Some parents may opt to tap retirement accounts for college expenses. If you use funds from your Individual Retirement Account (IRA) to pay for college expenses, the IRS won’t assess the customary 10 percent penalty fee on the withdrawn funds. With a traditional IRA, you still must pay income tax on the distribution.
If you have a 401(k), TSP or other employer-sponsored savings plan, the rules may allow you to borrow up to half of your account balance or a maximum of $50,000 tax-free. Depending on the rule in your particular 401(k), you may have five years to repay the funds, plus interest, but this can shrink to 60 to 90 days should you resign or lose your job. If you’re unable to repay the loan, the full unpaid balance could be subject to taxes, in addition to a 10 percent federal tax penalty.

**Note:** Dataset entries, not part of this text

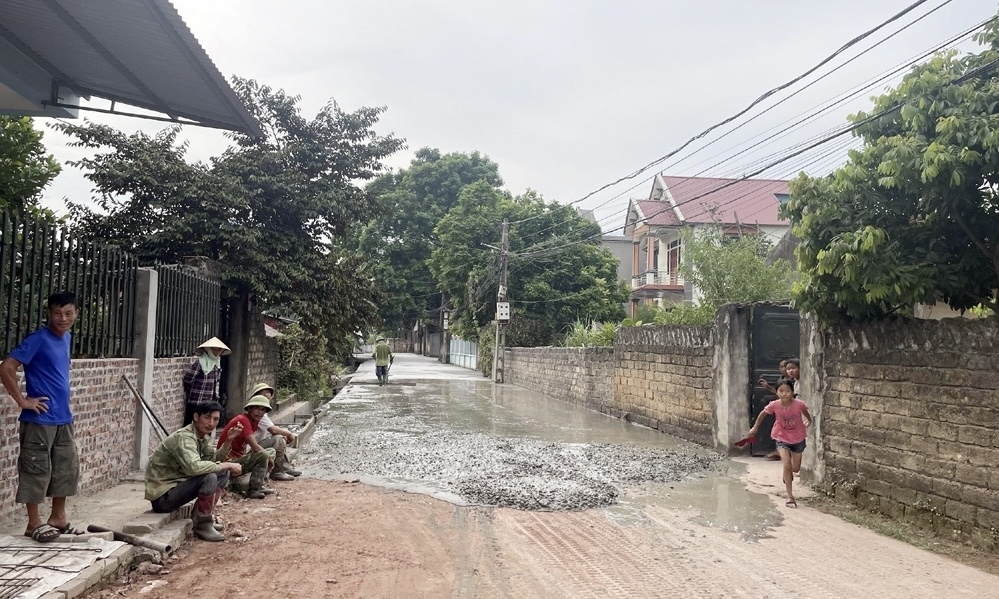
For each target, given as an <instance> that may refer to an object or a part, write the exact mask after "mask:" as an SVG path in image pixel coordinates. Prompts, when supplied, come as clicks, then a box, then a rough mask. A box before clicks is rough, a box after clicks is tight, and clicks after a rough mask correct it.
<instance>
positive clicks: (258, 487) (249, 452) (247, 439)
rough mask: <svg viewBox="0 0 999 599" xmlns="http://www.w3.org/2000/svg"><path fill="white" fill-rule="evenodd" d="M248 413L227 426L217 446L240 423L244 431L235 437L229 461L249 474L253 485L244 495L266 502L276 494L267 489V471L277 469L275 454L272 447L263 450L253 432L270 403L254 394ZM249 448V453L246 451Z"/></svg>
mask: <svg viewBox="0 0 999 599" xmlns="http://www.w3.org/2000/svg"><path fill="white" fill-rule="evenodd" d="M244 409H245V410H246V413H245V414H240V415H239V416H236V417H235V418H233V419H232V420H230V421H229V424H227V425H225V428H224V429H222V433H221V434H219V441H218V447H222V445H223V444H225V442H226V441H227V440H228V439H229V432H230V431H231V430H232V429H233V427H235V426H236V424H237V423H238V424H240V425H241V427H242V429H237V430H238V431H239V432H238V433H237V434H235V435H234V436H233V438H232V446H231V449H230V451H229V456H228V458H227V460H226V461H229V462H233V463H236V464H239V465H240V466H242V468H243V472H249V473H250V484H249V487H248V488H247V490H246V492H245V493H244V496H246V497H247V498H248V499H263V498H264V497H265V496H267V495H270V494H271V493H273V492H274V490H273V489H269V488H267V487H265V486H264V480H265V479H266V478H267V472H268V471H269V470H270V469H271V467H273V466H274V456H275V452H274V449H273V448H269V449H264V448H263V447H261V446H260V444H258V443H257V440H256V439H255V438H254V437H253V433H255V432H257V428H259V426H260V419H261V418H263V416H264V414H266V413H267V412H270V411H271V402H270V401H268V399H267V398H266V397H264V396H262V395H254V396H253V397H251V398H250V401H248V402H246V406H245V407H244ZM247 447H249V449H250V451H247Z"/></svg>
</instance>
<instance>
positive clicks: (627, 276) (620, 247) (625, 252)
mask: <svg viewBox="0 0 999 599" xmlns="http://www.w3.org/2000/svg"><path fill="white" fill-rule="evenodd" d="M576 211H577V212H579V215H580V216H582V217H583V218H585V219H586V220H588V221H590V222H592V223H596V222H597V217H596V216H595V215H594V214H593V211H592V210H583V209H580V208H577V209H576ZM600 245H602V246H603V247H605V248H607V249H608V250H610V251H611V253H612V254H614V256H615V257H617V260H618V264H617V278H618V280H619V281H621V282H622V283H626V284H628V285H630V284H631V254H632V249H631V238H630V237H625V236H624V235H604V236H602V237H601V238H600Z"/></svg>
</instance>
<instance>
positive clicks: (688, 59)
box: [45, 0, 997, 229]
mask: <svg viewBox="0 0 999 599" xmlns="http://www.w3.org/2000/svg"><path fill="white" fill-rule="evenodd" d="M173 3H174V5H175V6H176V7H177V10H178V11H179V13H180V15H181V16H182V17H183V18H184V20H185V21H186V22H187V24H188V26H189V27H190V28H191V30H192V31H193V33H194V35H195V37H197V38H198V40H199V41H200V42H201V44H202V46H203V47H204V48H205V49H206V51H207V52H208V55H209V56H210V57H211V58H212V59H213V60H214V62H215V64H216V65H217V66H218V67H219V69H220V70H221V71H222V73H223V74H224V75H225V76H226V77H228V76H230V75H240V76H242V77H249V78H253V79H257V80H258V81H261V82H263V83H266V84H268V85H271V86H272V87H278V88H284V89H285V90H286V91H288V92H289V93H292V94H298V95H301V96H302V106H303V108H304V110H305V112H306V113H308V114H310V115H311V114H313V113H314V112H315V111H316V110H317V109H318V108H319V107H320V106H321V105H322V104H324V103H325V102H326V101H327V100H328V99H330V98H333V99H335V100H336V101H337V102H338V103H339V104H340V105H341V106H342V107H343V108H344V109H348V110H351V109H355V108H357V107H360V106H386V107H387V108H388V111H387V112H386V113H385V114H384V116H383V119H382V121H381V122H380V124H379V126H378V130H379V132H380V133H383V134H387V133H389V132H392V133H395V134H396V135H397V136H399V137H402V138H405V139H406V140H407V143H408V146H409V149H408V150H407V151H404V152H400V153H399V154H398V155H396V156H394V157H393V158H392V159H391V160H390V161H389V164H390V165H391V166H393V167H396V168H399V167H405V166H406V165H407V164H408V163H409V160H410V159H411V157H412V152H413V151H415V150H416V149H419V148H421V147H423V146H432V147H437V148H440V149H441V150H442V151H445V152H452V151H473V150H478V151H480V152H482V153H484V154H487V155H488V156H490V157H491V158H492V159H493V160H495V161H496V162H497V163H499V165H500V171H501V174H502V176H503V178H504V180H505V182H506V186H507V188H508V189H510V190H511V191H512V192H514V193H521V192H523V191H524V190H525V189H527V188H531V189H535V190H537V191H539V192H541V193H542V194H543V195H544V196H545V197H546V198H548V199H555V200H558V201H560V202H572V201H575V200H578V199H579V198H581V197H583V196H585V195H586V194H587V193H589V192H591V191H593V190H594V189H596V188H598V187H600V186H602V185H604V184H606V183H609V182H611V181H614V180H616V179H617V178H619V177H621V176H623V175H626V174H628V173H630V172H632V171H634V170H636V169H638V168H639V167H641V166H643V165H645V164H647V163H649V162H651V161H653V160H654V159H656V158H658V157H660V156H662V155H664V154H666V153H667V152H669V151H670V150H672V149H674V148H675V147H677V146H678V145H680V144H681V143H683V142H684V141H686V140H687V139H688V138H689V137H691V136H692V135H694V134H696V133H698V132H700V131H701V130H702V129H704V128H706V127H707V126H708V125H710V124H712V123H714V122H716V121H719V120H721V119H722V118H725V117H727V116H729V115H730V114H733V113H735V112H737V111H738V110H740V109H742V108H743V107H745V106H746V105H748V104H749V102H751V101H752V100H753V99H755V98H756V97H758V96H759V95H760V94H762V93H763V92H764V91H766V90H767V89H770V88H772V87H775V86H777V85H779V84H781V83H783V82H785V81H787V80H789V79H791V78H793V77H794V76H796V75H798V74H800V73H801V72H804V71H805V70H806V69H808V68H809V67H811V66H812V65H814V64H815V63H817V62H818V61H820V60H821V59H822V58H824V57H825V56H827V55H828V54H830V53H832V52H833V51H834V50H835V49H837V48H839V47H840V46H842V45H843V44H844V43H845V42H846V41H848V40H849V39H851V38H853V37H854V36H856V35H858V34H860V33H862V32H863V31H866V30H867V29H870V28H871V27H873V26H874V25H876V24H878V23H880V22H881V21H883V20H885V19H886V18H887V17H889V16H891V15H892V14H894V13H896V12H898V11H899V10H901V9H902V8H904V7H905V6H907V5H909V4H911V0H874V1H872V0H863V1H862V0H839V1H838V2H829V1H828V0H822V1H819V0H793V1H792V0H765V1H762V2H747V1H746V0H702V1H691V0H685V1H682V2H680V1H676V0H673V1H669V0H667V1H663V0H659V1H651V0H617V1H615V2H611V1H606V0H605V1H603V2H597V1H593V0H574V1H572V2H568V1H562V2H552V1H546V0H531V1H525V0H503V1H482V0H464V1H458V0H436V1H423V2H411V1H410V2H407V1H403V0H383V1H368V2H361V1H358V0H355V1H352V2H347V1H343V0H332V1H331V0H297V1H295V2H273V1H270V0H268V1H263V0H211V1H205V0H173ZM943 3H944V1H943V0H933V1H930V2H928V3H927V4H926V5H924V6H923V7H921V8H920V9H918V10H917V11H915V12H914V13H912V14H911V15H910V16H908V17H906V18H904V19H902V20H901V21H899V22H897V23H896V24H895V25H893V26H889V27H888V28H886V29H885V30H883V32H879V33H878V34H875V35H874V36H872V37H871V38H870V39H869V41H867V42H865V43H862V44H860V45H859V46H857V47H856V48H854V49H853V50H850V51H848V52H847V53H845V54H844V55H843V56H842V57H841V58H840V59H837V60H836V61H835V62H833V63H832V64H831V65H830V66H829V67H827V68H825V69H823V70H822V71H820V72H818V73H817V74H816V75H815V76H813V77H811V78H809V79H807V80H805V81H804V82H803V83H802V84H799V85H798V86H796V87H794V88H792V89H791V90H789V91H788V92H784V93H782V94H781V95H778V96H775V98H774V99H773V100H772V101H770V102H768V103H766V104H764V105H763V106H762V107H761V108H765V107H766V106H768V105H770V104H773V103H774V102H775V101H777V100H780V99H781V98H784V97H786V96H787V95H788V94H789V93H790V92H793V91H795V90H797V89H800V88H802V87H804V84H806V83H808V82H809V81H812V80H814V79H815V78H816V77H818V76H819V75H821V74H822V73H824V72H826V71H828V70H829V69H830V68H833V67H835V66H836V65H838V64H841V63H842V62H844V61H845V60H846V59H848V58H850V57H852V56H854V55H856V54H858V53H859V52H860V51H861V50H863V49H865V48H867V47H868V46H870V45H871V44H873V43H875V42H876V41H880V40H881V39H883V38H884V37H885V35H886V34H887V33H890V32H894V31H896V30H898V29H900V28H902V27H903V26H905V25H906V24H908V23H909V22H910V21H912V20H913V19H914V18H915V17H917V16H919V15H921V14H922V13H925V12H927V11H928V10H930V9H931V8H933V7H936V6H939V5H940V4H943ZM996 9H997V3H996V2H995V1H994V0H953V1H951V2H950V3H949V4H947V5H946V6H944V7H943V8H941V9H940V10H938V11H937V12H935V13H934V14H932V15H930V16H929V17H926V18H925V19H924V20H922V21H921V22H919V23H917V24H915V25H913V26H911V27H909V28H907V29H905V31H903V32H902V33H900V34H899V35H897V36H896V37H894V38H893V39H891V40H889V41H888V42H885V43H884V44H882V45H881V46H879V47H877V48H875V49H874V50H872V51H870V52H869V53H867V54H866V55H864V56H862V57H861V58H859V59H858V60H856V61H855V62H853V63H851V64H850V65H848V66H846V67H844V68H842V69H841V70H840V71H838V72H836V73H835V74H833V75H831V76H829V77H827V78H826V79H824V80H822V81H820V82H819V83H817V84H815V85H813V86H812V87H809V88H807V89H806V90H805V91H804V92H802V93H800V94H799V95H798V96H796V97H794V98H792V99H791V100H789V101H787V102H785V103H784V104H782V105H780V106H778V107H776V108H774V109H773V110H772V111H770V112H769V113H767V114H765V115H764V116H763V117H761V118H759V119H758V120H756V121H755V122H753V123H750V124H749V125H746V126H745V127H744V128H742V129H741V130H739V131H737V132H736V133H734V134H732V135H730V136H729V137H726V138H724V139H721V140H720V141H718V142H716V143H715V144H714V145H713V146H711V147H710V148H708V149H707V150H705V151H703V152H701V153H700V154H697V155H696V156H693V157H691V158H688V159H687V160H684V161H683V162H681V163H680V164H676V165H672V164H671V163H670V162H667V163H666V164H665V165H663V166H667V168H666V169H665V170H666V172H667V174H679V175H694V174H698V173H700V172H701V171H703V170H704V169H705V168H707V167H712V166H713V165H715V164H716V163H718V162H719V161H721V160H722V159H723V158H725V156H726V154H725V153H722V154H721V155H720V156H718V157H716V158H715V159H713V160H707V159H709V158H711V157H712V156H714V155H716V154H718V153H719V152H727V154H728V155H731V154H732V153H734V152H737V151H739V150H741V149H743V148H745V147H747V146H746V145H740V144H751V140H752V139H753V138H754V136H757V135H758V134H761V133H763V132H765V131H767V130H770V129H772V128H774V127H777V126H779V125H781V124H782V123H789V122H793V121H794V120H795V117H797V116H798V115H801V114H802V113H805V112H806V111H808V110H810V109H812V108H813V107H815V106H817V105H819V104H821V103H822V102H824V101H826V100H828V99H830V98H834V97H836V96H838V95H839V94H841V93H843V92H846V91H847V90H850V89H852V88H854V87H856V86H857V85H859V84H861V83H862V82H865V81H867V80H870V79H872V78H874V77H876V76H878V75H880V74H882V73H884V72H886V71H888V70H890V69H892V68H893V67H895V66H897V65H899V64H901V63H903V62H905V61H907V60H909V59H911V58H913V57H915V56H916V55H918V54H920V53H921V52H923V51H925V50H928V49H930V48H932V47H934V46H936V45H938V44H940V43H942V42H943V41H944V40H946V39H947V38H949V37H951V36H953V35H956V34H957V33H959V32H961V31H963V30H965V29H967V28H969V27H971V26H972V25H974V24H976V23H978V22H981V21H983V20H985V19H987V18H989V17H991V16H993V15H994V14H995V13H996ZM974 47H975V46H974V45H973V44H971V43H969V42H966V43H965V44H964V45H963V46H962V48H964V49H973V48H974ZM883 88H884V85H880V86H878V88H877V91H881V90H882V89H883ZM872 93H873V92H865V93H863V94H861V96H860V99H859V100H857V101H853V102H848V103H846V104H845V105H843V106H842V107H839V108H837V109H835V110H832V111H830V113H829V115H828V116H827V117H825V118H824V119H820V120H817V121H816V122H814V123H811V124H808V125H807V126H805V127H803V128H802V129H801V130H799V131H797V132H795V133H794V134H792V135H789V136H788V137H786V138H781V139H778V140H775V141H774V142H773V143H772V144H771V145H769V146H767V147H765V148H758V149H756V150H753V151H750V152H749V153H747V154H744V155H743V156H741V157H739V158H738V159H733V160H729V161H725V162H722V163H721V164H718V165H717V166H714V168H711V169H709V170H708V171H707V172H706V173H705V174H712V175H731V176H738V175H741V174H743V173H745V172H751V170H752V167H751V165H750V163H753V162H754V161H759V160H763V159H764V158H765V157H766V156H767V155H769V154H772V153H773V152H777V151H779V150H781V149H783V148H787V147H790V146H791V145H792V144H793V143H795V142H797V141H800V140H802V139H804V138H807V137H810V136H813V135H817V134H819V133H821V132H823V131H826V130H828V129H830V128H832V127H835V126H837V125H839V124H841V123H843V122H844V119H845V116H846V114H848V113H849V112H855V111H856V110H857V109H862V108H866V107H867V106H869V101H868V99H867V98H869V97H870V96H871V95H872ZM752 114H755V113H750V116H751V115H752ZM88 118H91V119H93V120H98V121H101V122H108V123H111V124H114V125H115V126H118V127H120V128H122V129H125V130H130V131H131V130H137V129H139V128H141V129H144V130H147V131H150V132H152V131H156V130H158V129H159V128H160V127H162V126H163V125H162V124H159V123H153V122H145V121H139V120H136V119H127V118H121V117H108V116H103V115H97V116H89V117H88ZM743 120H744V119H743ZM723 131H724V130H723ZM184 135H185V136H186V138H187V139H189V141H190V144H191V145H190V157H191V158H192V159H193V160H204V159H206V158H208V157H209V156H212V155H214V154H217V153H219V152H220V151H221V149H222V148H223V147H224V145H225V139H224V138H223V137H222V135H221V134H219V133H218V132H215V131H212V130H207V129H199V128H194V127H187V128H186V129H185V133H184ZM711 139H712V138H711V137H709V138H707V140H706V141H710V140H711ZM45 141H46V144H47V145H48V147H49V150H50V151H52V152H53V153H54V154H55V155H56V158H57V159H59V160H60V161H64V160H68V159H75V158H79V157H80V156H81V153H80V151H79V150H77V149H73V148H68V147H66V145H65V141H66V140H65V139H64V138H62V136H60V135H59V134H58V133H56V132H54V131H51V130H49V131H48V132H47V133H46V138H45ZM696 147H697V146H696V145H695V146H693V147H692V148H691V149H694V148H696ZM833 149H835V148H833ZM842 153H843V150H839V151H833V152H831V153H830V151H825V152H824V153H823V154H818V153H815V154H813V155H811V156H812V158H811V159H809V160H806V158H807V157H804V158H802V159H800V160H798V161H797V162H795V161H792V162H790V163H788V164H786V165H784V166H783V167H780V168H778V169H776V170H775V171H771V172H768V173H766V174H765V175H770V176H773V177H777V176H787V175H791V174H793V173H794V172H797V170H798V169H800V168H801V167H806V168H807V170H809V171H823V170H826V171H827V170H828V169H830V168H832V167H833V166H834V165H835V163H836V162H837V161H839V160H840V159H841V157H842ZM661 168H663V167H657V168H656V169H654V170H652V171H649V173H648V174H647V175H645V176H643V177H641V178H638V179H635V180H633V181H630V182H628V183H625V184H621V185H618V186H616V187H614V188H612V189H610V190H608V191H605V192H602V193H599V194H597V195H595V196H594V197H592V198H590V199H588V200H586V201H584V202H581V203H580V204H579V205H580V206H582V207H584V208H585V207H597V206H599V208H598V215H599V216H600V217H601V218H603V219H604V222H603V224H604V227H605V229H613V228H615V227H618V226H620V225H621V224H622V223H623V216H622V215H621V212H619V211H620V210H622V209H623V208H624V206H626V205H627V199H628V198H629V197H640V196H643V195H647V194H648V191H649V188H650V187H651V184H649V183H648V177H649V176H651V175H652V174H654V173H655V172H658V171H659V170H660V169H661ZM781 169H783V170H781ZM636 185H637V187H635V188H634V189H632V190H630V191H629V188H631V187H633V186H636ZM91 195H92V191H91V188H90V185H89V183H88V182H87V181H86V180H85V179H84V178H83V176H82V173H80V172H79V171H76V170H75V169H71V168H66V169H65V171H64V173H63V174H61V175H60V176H59V177H58V179H57V180H56V181H55V183H54V184H53V185H52V186H51V187H50V188H49V190H48V191H47V193H46V198H45V203H46V204H47V205H49V206H50V207H53V208H56V209H57V210H60V211H61V210H62V209H63V207H64V201H63V198H65V197H69V198H72V199H74V200H85V199H87V198H89V197H91Z"/></svg>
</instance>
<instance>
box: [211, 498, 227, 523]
mask: <svg viewBox="0 0 999 599" xmlns="http://www.w3.org/2000/svg"><path fill="white" fill-rule="evenodd" d="M224 494H225V489H219V490H218V491H215V495H213V496H212V513H213V514H214V513H215V506H216V505H218V504H219V499H221V498H222V495H224ZM212 522H214V524H213V526H214V527H215V530H217V531H219V532H223V531H224V530H225V524H223V523H222V522H215V517H214V516H213V517H212Z"/></svg>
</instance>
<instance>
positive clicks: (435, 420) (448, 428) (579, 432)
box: [309, 380, 781, 541]
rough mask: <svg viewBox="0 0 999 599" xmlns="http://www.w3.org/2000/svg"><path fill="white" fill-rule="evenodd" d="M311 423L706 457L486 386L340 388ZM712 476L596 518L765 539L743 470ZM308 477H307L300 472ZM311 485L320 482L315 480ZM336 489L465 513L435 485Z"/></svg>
mask: <svg viewBox="0 0 999 599" xmlns="http://www.w3.org/2000/svg"><path fill="white" fill-rule="evenodd" d="M328 406H329V412H328V414H327V416H326V418H323V419H322V421H321V422H320V426H319V429H320V430H317V434H320V435H321V434H322V429H323V428H329V427H342V426H348V427H352V426H363V427H365V429H366V430H367V431H368V432H369V433H370V434H372V435H375V436H380V437H382V438H400V437H422V436H423V435H427V434H429V433H432V432H434V431H441V430H453V431H455V432H460V433H480V434H485V435H489V436H492V437H501V438H510V439H527V440H533V441H538V440H540V441H546V442H558V443H563V444H597V443H608V444H615V445H624V446H631V447H655V448H660V449H672V450H677V451H686V452H692V453H695V454H702V455H703V454H708V453H710V452H709V451H708V450H706V449H704V448H702V447H700V446H697V445H694V444H692V443H688V442H686V441H683V440H681V439H678V438H676V437H672V436H669V435H665V434H662V433H660V432H658V431H654V430H651V429H647V428H645V427H641V426H637V425H634V424H631V423H628V422H625V421H623V420H619V419H616V418H611V417H609V416H606V415H603V414H600V413H598V412H594V411H591V410H587V409H585V408H582V407H579V406H575V405H572V404H569V403H566V402H560V401H556V400H553V399H550V398H547V397H544V396H542V395H539V394H536V393H533V392H531V391H528V390H526V389H523V388H520V387H514V386H512V385H510V386H496V385H493V384H491V383H489V382H488V381H443V380H428V381H419V382H418V384H416V385H415V386H392V385H390V386H388V387H377V386H368V385H365V386H353V385H352V386H349V387H348V388H347V389H346V390H345V391H344V392H343V393H341V394H340V396H339V397H338V398H337V399H335V400H333V401H332V402H330V403H329V404H328ZM722 464H723V465H722V466H721V469H720V471H719V470H716V471H714V472H709V473H707V474H705V475H696V476H692V477H690V478H688V479H687V480H684V481H681V482H670V483H641V484H639V485H637V486H632V487H626V488H624V489H622V491H623V492H622V494H621V496H620V497H619V499H618V503H616V504H614V505H612V506H610V507H605V508H600V509H602V510H604V511H605V513H606V514H607V515H608V517H610V518H613V519H614V520H616V521H618V522H620V523H621V524H622V525H628V524H639V523H641V522H644V521H648V517H647V516H646V515H645V514H644V512H645V510H647V509H648V508H653V507H659V506H662V507H669V508H677V509H681V510H688V509H689V510H692V511H696V512H697V513H698V514H699V515H698V516H696V517H694V518H693V522H695V523H697V524H701V525H705V526H711V527H717V528H720V529H723V530H726V531H729V532H733V533H737V534H739V535H741V537H742V538H743V539H744V540H747V541H752V540H756V539H759V538H762V537H765V536H766V535H767V534H768V531H769V530H770V529H771V528H773V527H774V526H776V525H778V524H779V523H780V521H781V515H780V512H779V511H778V510H777V509H776V508H775V507H774V505H773V503H772V502H771V500H770V499H769V498H768V497H766V496H765V495H761V494H758V493H752V492H750V491H748V490H747V489H746V488H745V486H744V484H743V483H742V482H741V481H740V480H739V476H740V475H741V474H742V473H743V472H744V471H745V466H743V465H741V464H738V463H735V462H728V461H725V462H723V463H722ZM309 470H310V474H313V472H311V471H312V468H309ZM314 474H315V475H318V477H320V478H330V476H329V475H330V474H332V473H326V474H325V475H323V474H321V473H320V471H315V472H314ZM332 478H335V479H340V480H360V481H361V482H364V483H366V484H370V485H376V486H381V487H386V488H392V489H397V490H402V491H407V492H415V493H422V494H426V495H430V496H433V497H436V498H438V499H441V500H444V501H448V502H451V503H455V504H457V505H468V504H469V503H468V502H467V501H465V500H463V499H462V498H461V497H460V496H458V495H456V494H454V493H451V492H449V491H447V490H446V489H442V488H441V487H440V486H439V485H436V484H435V482H436V481H430V480H423V481H414V480H406V479H402V478H397V477H384V476H372V475H371V474H370V473H358V474H356V475H355V474H350V475H336V476H333V477H332Z"/></svg>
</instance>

These nontraditional financing options also can help fund your child’s college education:
- Intra-family loans: A family member loans you money but charges an interest rate lower than what most banks charge. It’s important to stay within IRS requirements if you go this route.
- Life insurance policies: Whole life, variable life and universal life insurance policies all have a cash value component that you can borrow against. Interest rates generally range from five to nine percent annually. As the owner of the policy, you determine when to repay the loan. However, unpaid interest charges can undermine the policy’s cash value and potentially cancel it out.